I've been learning Erlang and I must say, I like it a lot, and I hope that the concurrency model of Perl6 will borrow some stuff from them.
life is short
Re: (Score:1)
Variables in Erlang are "Single Assignment", but this is not only for avoiding of side-effects but also because by never allowing the mutation of a variable the compiler can make lots of assumptions off of which it can make lots of optimizations (the wikipedia [wikipedia.org] page on the subject is pretty decent actually).
There is actually a single assignment C dialect [sac-home.org], a single assignment Java dialect [wikipedia.org] and if you dig, I bet you can find one for FORTRAN too.
- Stevan
Class::MOP::Immutable != Class::Immutable (Score:1)
Class::MOP::Immutable is specifically made to be used with Class::MOP::Class instances.
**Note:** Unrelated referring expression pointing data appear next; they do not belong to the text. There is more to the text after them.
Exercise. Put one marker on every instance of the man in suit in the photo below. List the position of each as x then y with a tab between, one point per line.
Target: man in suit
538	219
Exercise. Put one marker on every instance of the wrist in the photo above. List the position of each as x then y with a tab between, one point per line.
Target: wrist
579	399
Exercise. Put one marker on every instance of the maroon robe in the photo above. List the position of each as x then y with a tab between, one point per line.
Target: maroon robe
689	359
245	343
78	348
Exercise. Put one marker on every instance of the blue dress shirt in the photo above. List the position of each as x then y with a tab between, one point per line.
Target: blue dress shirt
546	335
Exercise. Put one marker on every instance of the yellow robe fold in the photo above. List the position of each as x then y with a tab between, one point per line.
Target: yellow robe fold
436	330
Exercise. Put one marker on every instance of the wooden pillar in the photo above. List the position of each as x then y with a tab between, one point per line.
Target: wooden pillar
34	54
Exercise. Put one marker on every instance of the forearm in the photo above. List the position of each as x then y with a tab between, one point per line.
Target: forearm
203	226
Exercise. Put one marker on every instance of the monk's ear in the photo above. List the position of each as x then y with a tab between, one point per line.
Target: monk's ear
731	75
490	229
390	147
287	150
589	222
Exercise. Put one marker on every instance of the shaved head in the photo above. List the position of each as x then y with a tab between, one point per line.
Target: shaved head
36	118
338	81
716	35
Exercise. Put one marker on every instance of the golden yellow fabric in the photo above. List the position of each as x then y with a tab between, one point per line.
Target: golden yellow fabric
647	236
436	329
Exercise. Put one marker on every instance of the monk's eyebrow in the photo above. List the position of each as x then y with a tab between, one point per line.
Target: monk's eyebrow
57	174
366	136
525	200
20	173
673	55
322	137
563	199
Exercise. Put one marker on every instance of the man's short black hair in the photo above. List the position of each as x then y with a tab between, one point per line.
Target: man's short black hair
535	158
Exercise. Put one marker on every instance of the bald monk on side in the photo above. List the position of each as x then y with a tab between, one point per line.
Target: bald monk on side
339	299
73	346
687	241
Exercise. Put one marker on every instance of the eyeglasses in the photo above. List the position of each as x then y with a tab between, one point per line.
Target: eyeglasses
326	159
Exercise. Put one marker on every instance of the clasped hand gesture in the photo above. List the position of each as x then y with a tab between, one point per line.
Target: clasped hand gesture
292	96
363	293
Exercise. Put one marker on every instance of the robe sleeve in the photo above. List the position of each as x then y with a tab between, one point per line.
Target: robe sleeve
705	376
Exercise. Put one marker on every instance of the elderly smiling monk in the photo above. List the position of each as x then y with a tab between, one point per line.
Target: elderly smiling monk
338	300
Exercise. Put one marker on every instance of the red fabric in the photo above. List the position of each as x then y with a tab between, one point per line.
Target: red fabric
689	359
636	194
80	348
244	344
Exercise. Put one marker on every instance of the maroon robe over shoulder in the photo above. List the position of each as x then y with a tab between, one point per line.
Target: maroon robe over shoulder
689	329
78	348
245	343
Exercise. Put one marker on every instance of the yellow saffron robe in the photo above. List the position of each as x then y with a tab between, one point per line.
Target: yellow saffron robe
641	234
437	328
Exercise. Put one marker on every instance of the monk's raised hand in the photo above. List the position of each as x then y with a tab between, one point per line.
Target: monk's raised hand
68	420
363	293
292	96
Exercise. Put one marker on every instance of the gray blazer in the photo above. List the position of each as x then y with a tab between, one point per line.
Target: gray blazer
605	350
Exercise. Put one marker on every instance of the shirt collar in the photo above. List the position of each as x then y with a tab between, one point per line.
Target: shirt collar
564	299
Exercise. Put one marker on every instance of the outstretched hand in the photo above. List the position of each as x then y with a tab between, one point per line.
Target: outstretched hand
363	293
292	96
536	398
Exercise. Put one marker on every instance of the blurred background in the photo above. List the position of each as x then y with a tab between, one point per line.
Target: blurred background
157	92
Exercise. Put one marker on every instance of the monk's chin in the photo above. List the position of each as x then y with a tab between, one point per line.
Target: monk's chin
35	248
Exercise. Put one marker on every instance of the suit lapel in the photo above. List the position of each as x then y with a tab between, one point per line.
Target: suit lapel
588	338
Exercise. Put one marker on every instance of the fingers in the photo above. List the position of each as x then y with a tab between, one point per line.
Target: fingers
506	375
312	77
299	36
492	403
It takes those and makes them immutable, meaning your (meta)class cannot be changed. It will not work for random classes (thought some of it's internals could be re-used to build a Class::Immutable).
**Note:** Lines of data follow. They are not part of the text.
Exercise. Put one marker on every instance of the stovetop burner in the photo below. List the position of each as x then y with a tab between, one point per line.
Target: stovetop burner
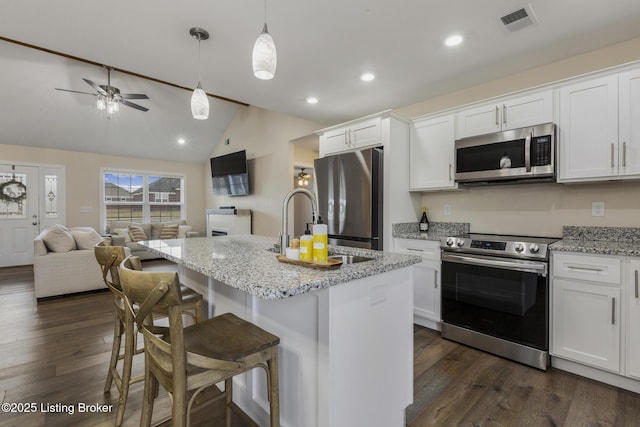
525	247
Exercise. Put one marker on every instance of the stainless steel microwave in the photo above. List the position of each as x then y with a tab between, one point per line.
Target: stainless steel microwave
517	155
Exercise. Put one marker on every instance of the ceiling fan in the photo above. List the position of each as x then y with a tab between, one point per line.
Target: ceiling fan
109	97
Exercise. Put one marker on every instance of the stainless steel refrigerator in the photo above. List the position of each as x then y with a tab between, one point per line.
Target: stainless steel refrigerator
349	191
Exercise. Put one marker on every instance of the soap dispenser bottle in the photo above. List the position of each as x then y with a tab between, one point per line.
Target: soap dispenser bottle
306	246
320	243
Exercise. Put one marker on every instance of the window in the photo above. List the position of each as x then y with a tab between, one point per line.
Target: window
142	197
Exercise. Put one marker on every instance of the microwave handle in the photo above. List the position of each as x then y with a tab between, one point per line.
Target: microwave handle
527	152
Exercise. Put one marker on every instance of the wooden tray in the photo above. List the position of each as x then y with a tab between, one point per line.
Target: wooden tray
330	265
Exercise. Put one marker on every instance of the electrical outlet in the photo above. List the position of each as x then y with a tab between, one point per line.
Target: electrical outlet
378	294
597	208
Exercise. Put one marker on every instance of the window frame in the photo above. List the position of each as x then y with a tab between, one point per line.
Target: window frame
145	203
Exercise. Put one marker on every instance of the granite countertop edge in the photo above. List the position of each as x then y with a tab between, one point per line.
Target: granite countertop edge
599	247
245	262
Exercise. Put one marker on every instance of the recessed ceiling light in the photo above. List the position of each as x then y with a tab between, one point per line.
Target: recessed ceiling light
454	40
367	77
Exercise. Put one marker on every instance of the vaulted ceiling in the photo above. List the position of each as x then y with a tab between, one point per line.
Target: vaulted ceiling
323	47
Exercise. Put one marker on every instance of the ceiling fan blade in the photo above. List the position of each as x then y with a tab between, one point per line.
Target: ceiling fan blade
132	105
96	87
134	96
75	91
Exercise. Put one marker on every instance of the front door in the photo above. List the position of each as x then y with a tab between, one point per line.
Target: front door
29	199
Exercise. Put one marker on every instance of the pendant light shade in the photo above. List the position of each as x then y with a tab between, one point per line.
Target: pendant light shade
199	104
199	100
264	56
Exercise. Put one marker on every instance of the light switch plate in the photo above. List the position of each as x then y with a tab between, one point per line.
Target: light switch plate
597	208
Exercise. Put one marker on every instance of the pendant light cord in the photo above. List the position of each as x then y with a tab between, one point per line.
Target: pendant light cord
199	62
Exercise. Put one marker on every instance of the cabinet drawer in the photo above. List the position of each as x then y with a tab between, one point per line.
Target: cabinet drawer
603	269
427	249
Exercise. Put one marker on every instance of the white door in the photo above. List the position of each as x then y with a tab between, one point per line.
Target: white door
18	214
31	199
588	129
633	319
432	152
629	143
586	323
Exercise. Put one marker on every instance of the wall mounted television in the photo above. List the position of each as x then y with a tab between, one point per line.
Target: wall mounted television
229	174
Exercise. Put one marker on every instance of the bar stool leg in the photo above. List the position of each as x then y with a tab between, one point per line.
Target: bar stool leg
115	352
274	398
228	390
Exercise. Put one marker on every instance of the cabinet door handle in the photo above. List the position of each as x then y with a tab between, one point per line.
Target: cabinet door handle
573	267
613	311
612	154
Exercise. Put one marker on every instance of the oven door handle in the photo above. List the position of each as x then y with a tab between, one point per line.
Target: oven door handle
526	266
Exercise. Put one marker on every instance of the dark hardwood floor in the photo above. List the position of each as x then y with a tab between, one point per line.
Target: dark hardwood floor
56	352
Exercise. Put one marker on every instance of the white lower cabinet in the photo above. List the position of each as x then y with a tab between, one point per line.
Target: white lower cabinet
426	280
586	323
633	319
595	317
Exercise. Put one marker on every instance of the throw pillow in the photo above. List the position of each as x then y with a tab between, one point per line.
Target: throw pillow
59	239
169	231
137	233
183	230
86	239
123	232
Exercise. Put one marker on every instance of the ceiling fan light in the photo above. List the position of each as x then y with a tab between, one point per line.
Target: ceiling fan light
265	57
100	104
199	104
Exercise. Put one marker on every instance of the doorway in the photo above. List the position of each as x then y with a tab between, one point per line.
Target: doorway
31	199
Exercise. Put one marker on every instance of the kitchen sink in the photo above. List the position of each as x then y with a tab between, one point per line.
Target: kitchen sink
350	259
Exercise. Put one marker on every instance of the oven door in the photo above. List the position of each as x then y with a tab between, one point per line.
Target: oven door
500	297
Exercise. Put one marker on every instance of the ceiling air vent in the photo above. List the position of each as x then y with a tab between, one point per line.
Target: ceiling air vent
519	19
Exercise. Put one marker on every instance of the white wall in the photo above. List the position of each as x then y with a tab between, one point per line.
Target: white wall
539	209
267	136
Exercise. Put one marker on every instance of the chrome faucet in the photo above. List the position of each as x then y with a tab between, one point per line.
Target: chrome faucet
284	237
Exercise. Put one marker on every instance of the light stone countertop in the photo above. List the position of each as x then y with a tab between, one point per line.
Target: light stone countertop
437	230
601	247
622	241
248	263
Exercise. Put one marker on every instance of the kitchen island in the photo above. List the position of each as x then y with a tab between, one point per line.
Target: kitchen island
346	351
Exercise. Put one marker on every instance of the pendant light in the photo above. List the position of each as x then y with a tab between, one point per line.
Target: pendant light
264	53
199	100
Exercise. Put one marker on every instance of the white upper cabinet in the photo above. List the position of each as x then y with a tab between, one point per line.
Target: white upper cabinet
510	113
353	136
588	129
629	136
432	154
599	128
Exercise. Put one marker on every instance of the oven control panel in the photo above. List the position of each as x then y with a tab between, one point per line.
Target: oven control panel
508	246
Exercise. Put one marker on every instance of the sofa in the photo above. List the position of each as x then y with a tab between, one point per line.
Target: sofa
64	261
128	233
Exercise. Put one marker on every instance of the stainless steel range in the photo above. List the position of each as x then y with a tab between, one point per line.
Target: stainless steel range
495	295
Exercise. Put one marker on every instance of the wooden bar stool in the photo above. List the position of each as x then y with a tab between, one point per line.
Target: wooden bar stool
186	361
109	257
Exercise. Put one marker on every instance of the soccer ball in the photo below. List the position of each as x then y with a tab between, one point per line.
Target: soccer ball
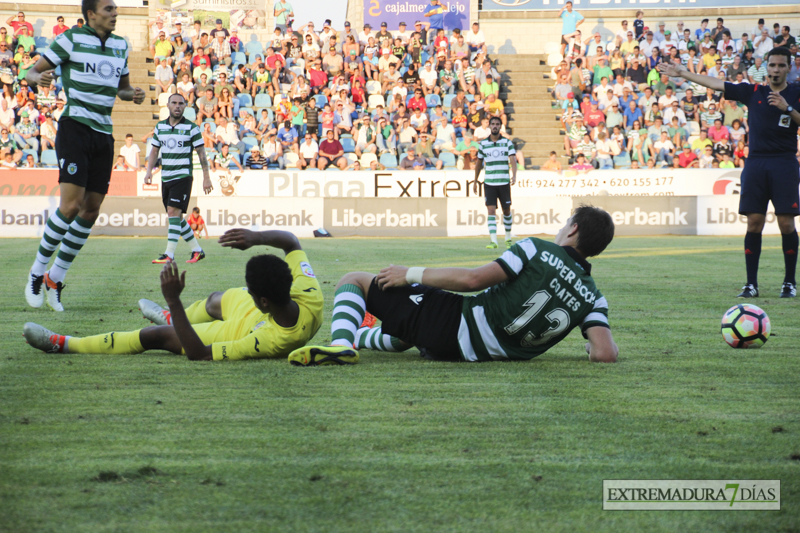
745	326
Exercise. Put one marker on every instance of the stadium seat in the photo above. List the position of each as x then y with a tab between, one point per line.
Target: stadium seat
245	100
321	100
49	159
432	100
238	58
263	100
291	159
367	158
348	144
447	159
374	101
254	48
31	152
389	160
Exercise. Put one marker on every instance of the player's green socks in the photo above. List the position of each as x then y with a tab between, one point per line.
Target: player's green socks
188	236
374	339
54	231
71	245
173	234
197	314
116	342
492	228
349	309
Class::Immutable could be as simple as calling Hash::Util::lock_keys on the instance (assuming its a HASH based instance of course). Of course some nice class-building sugar would be good too.
- Stevan
Re: (Score:2)
Actually, you'd want to lock the values, too. Mainly, it would simply be a matter of writing a class with only accessors and no mutators. Then you'd just add a clone method which allows data values to be replaced.
Re: (Score:1)
Good point :)
This would actually be quite easy to implement within the Moose/Class::MOP frameworks, if I get the tuits I might give it a whirl.
- Stevan...and threading (Score:2)
The new bible for concurrency in Java (Java Concurrency in Practice [amazon.com]) talks a good bit about the benefits of immutable objects and threading. No mutation == threadsafe objects == happy developers.
On a sidenote, JCIP is probably one of the best technical books I've ever read. If nothing else it'll scare the crap out of you that so many systems in the world use awful concurrency techniques. But that's true of nearly everything -- the older I get the more I'm amazed that our world functions at all.